Lostris Tarafından Yapılan Yorumlar

06.03.2017

Yine içerisine tanıdık, bildik insanlar kadar, adı sanını hiç duymadığımız mücadeleleriyle örnek olan insanlar da var. Yılmaz Özdil'in araştırarak inceleyerek yazdığı yazıları bir arada toplaması, gelecek nesillerimiz için Türkiye'de yaşadığımız traji-komik olaylar için iyi bir örnek
10.01.2017

12 Eylül sonrası, bir tarafta baskı rejimi, insan hakları ihlalleri; diğer tarafta idamlıklar, sokağa çıkma yasağı ihlalcileri, sağcılar, solcular... Hepsinin ortak buluşma yeri Selimiye...

80 Darbesi'nin bilinen hikayeleri, sopalar, işkenceler, acılar, umutsuzluklar. Çarpıtılan bir konuşması nedeniyle bunların arasında kalan Tarık Akan. Daha havaalanında tutuklanma anıyla birlikte insanoğlunun iyi ve kötü yanlarını gizlice öne seriyor kitap, kimi dostları yüzçeviriyor, kimileri destek oluyor.Yol Filminin çekim koşulları, sansürden geçiş sürecinden Cannes'da ödül almasına kadar ki sürece de değinmiş, ama atın öldürülme sahnesine . koyuyor yorum yapmıyorum.
Kitabın dili yalın fakat uslubu biraz zayıf. En beğendiğim yönü ise mütevaziliği. Gördüğü işkencelerden çok bahsetmiyor, daha çok durumu anlatmakla yetinmiş.
10.01.2017

Ağlasam mı, gülsem mi bilemedim.
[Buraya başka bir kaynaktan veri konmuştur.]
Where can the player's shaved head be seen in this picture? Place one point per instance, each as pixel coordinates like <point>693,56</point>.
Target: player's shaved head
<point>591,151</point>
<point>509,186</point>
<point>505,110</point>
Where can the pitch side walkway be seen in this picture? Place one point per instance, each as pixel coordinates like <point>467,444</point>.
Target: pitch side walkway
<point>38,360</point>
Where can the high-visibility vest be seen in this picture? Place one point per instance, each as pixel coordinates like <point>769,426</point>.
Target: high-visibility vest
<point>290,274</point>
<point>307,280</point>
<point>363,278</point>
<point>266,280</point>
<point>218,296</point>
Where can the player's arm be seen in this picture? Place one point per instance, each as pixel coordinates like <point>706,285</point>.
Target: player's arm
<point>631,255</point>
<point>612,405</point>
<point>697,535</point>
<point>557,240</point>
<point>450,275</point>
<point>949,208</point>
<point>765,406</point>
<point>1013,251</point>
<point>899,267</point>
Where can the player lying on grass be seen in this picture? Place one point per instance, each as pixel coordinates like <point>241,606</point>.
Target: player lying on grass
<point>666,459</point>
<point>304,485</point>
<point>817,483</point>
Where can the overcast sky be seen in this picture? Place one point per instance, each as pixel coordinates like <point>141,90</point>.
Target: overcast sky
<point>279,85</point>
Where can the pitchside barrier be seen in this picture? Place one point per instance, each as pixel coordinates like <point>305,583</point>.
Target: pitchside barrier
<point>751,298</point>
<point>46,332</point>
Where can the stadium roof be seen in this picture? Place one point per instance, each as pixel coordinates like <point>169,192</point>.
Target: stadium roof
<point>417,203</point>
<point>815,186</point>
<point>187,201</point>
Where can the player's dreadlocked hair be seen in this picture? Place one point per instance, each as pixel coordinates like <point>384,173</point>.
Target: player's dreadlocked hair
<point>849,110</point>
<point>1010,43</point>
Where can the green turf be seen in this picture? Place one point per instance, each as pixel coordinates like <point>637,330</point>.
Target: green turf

Filmini de beğenerek izlemiştim, şimdi anlıyorum ki soğuk ve duygusuzmuş film. 12 Eylül sonrasını bir çocuğun gözlerinden izlemek, dünyaya onun gözleri ile bakmak, hayatı onun soruları ile cevaplamak bambaşka... Mektupları ile özlemlerini, duygularını, umutlarını anlatıyor Barış... En çok da sadece iki kez gördüğü dört duvar dışındaki dünyanın nasıl bir yer olduğunu kavramaya çalışıyor. Baba ve özgürlük özlemini babasının peşine takılıp giden kuşla, dostluk özlemini iki koğuş arasındaki muhabbetle gidermeye çalışıyor, küçücük yüreğiyle avluda yakılan kitaplardan, çekilen sopalardan, adaletsizliklerden nasibini alıyor. Dili sade ve akıcı, ipincecik bir kitap bu kadar ağır olabilir mi?
10.01.2017

Etrafınız tele-ekranlarla sarılı, her hareketiniz, her mimiğiniz dikkatle izleniyor, her lafınız kayıt altında, düşünmek, araştırmak, geçmiş kurcalamak yasak, 'Parti'nin her sözü uygulamak zorunda olduğunuz bir emir; kimse kimseyi sevmediği, kimsenin kimseye güvenmediği, çocukların anne ve babalarını düşünce polislerine ihbar ettiği, duygusuz, ruhsuz, garip bir ortam... Geleceğin korku senaryosu mu yoksa günümüzdeki gelişmelere ışık tutan bir hikaye mi ayrıdına varmak güç. Çağını aşan bir çok eser var ama, 1984 bundan yüzlerce yıl sonra da çağının çok çok ötesinde olmaya devam edecektir.
29.11.2016

Ana karakterin farklılığı daha ilk cümlelerde öne çıkıyor. Her haliyle psikolojik sorunlu bir karakter portresi, açıkça okuyucuya sunulmuş.

Mehmet'le Olga arasındaki aşk da Olga ve Ludmilla arasındaki ilişki yetersiz kalmış, kitapta betimlenen "aşktan üstün", "karasevda" okuyucuya tam ulaşmıyor. Bir tat eksikliği var. Ya da ben uğruna savrulacak, acı çekilecek bir aşk tadı alamadım.

Yine de gerek alıntılar, gerek hikayeler, gerekse Kavabata, Marquez ve Türkali'den esintilerle dolu konuşma ve düşünce kısımları, güzel bir edebi söyleşi tadı bırakıyor damağınızda. Tabii araya ürün alınan reklamlarını saymazsak.

Dili sade, akıcı, sayfaları çevrirken ne kadar ilerlediğinizi fark etmiyorsunuz bile. Kısaca eksik bir kurgu, tam oturmamış bir hikaye ama olağanüstü bir dil.